Other type-curves were later published to address further complex configurations including

layered and fractured reservoirs. By the end of the 1970’s at this stage the methodology was

somewhat equivalent to the standard procedure in PTA in the late 1970s. The Arps plot was

the counterpart of the Horner plot, and the constant pressure type-curves were the

counterpart of the PTA constant rate type-curves.

Superposition and derivative came ten years later, shortly after the publication of the Bourdet

PTA derivative. Two formulations of a loglog plot were made available. The Blasingame plot

showed productivity index and derivative on the time scale, while the loglog plot showed rate

normalized pressure, providing a response similar to its PTA counterpart. In both cases, on the

time axis, the logarithm of elapsed shut-in time was replaced by the logarithm of the material

balance time, in order to align long term Pseudo-Steady State (PSS) responses.

Fig. 4.A.5 – Blasingame plot:

Normalized rate Pressure

Fig. 4.A.6 – The loglog plot:

Normalized pressure rate

At this stage, RTA’s theory had caught up with PTA. However, while the Bourdet derivative and

PC based software had an immediate and dramatic impact on day-to-day PTA, this did not

happen as fast for RTA, where most work continued to be done using Arps and Fetkovich

methods, generally as an annex to a production database.

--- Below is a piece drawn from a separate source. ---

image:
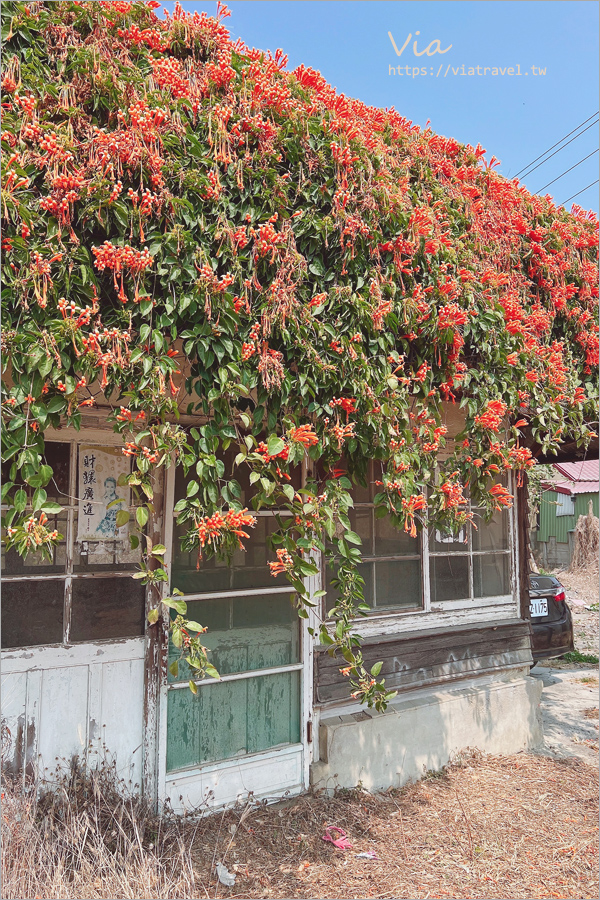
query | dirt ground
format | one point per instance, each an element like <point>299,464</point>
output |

The use of modern RTA methods and modern software only developed early 2000s, partly due

to the development of permanent pressure gauges. When engineers started receiving long

term continuous pressure data, the first reaction was to load this into a PTA program: “I have

rates; I have pressures, so I treat this as a well test”. However PTA methodology was not

designed for this type of data. Material balance errors and over-simplifications using Perrine’s

approach for multiphase flow property evaluation were among the most frequently

encountered errors.

Another recent factor for the development of modern RTA was the recent investments in

unconventional plays, where RTA, because of the very slow and long transient responses,

somehow replaced PTA as an analysis tool.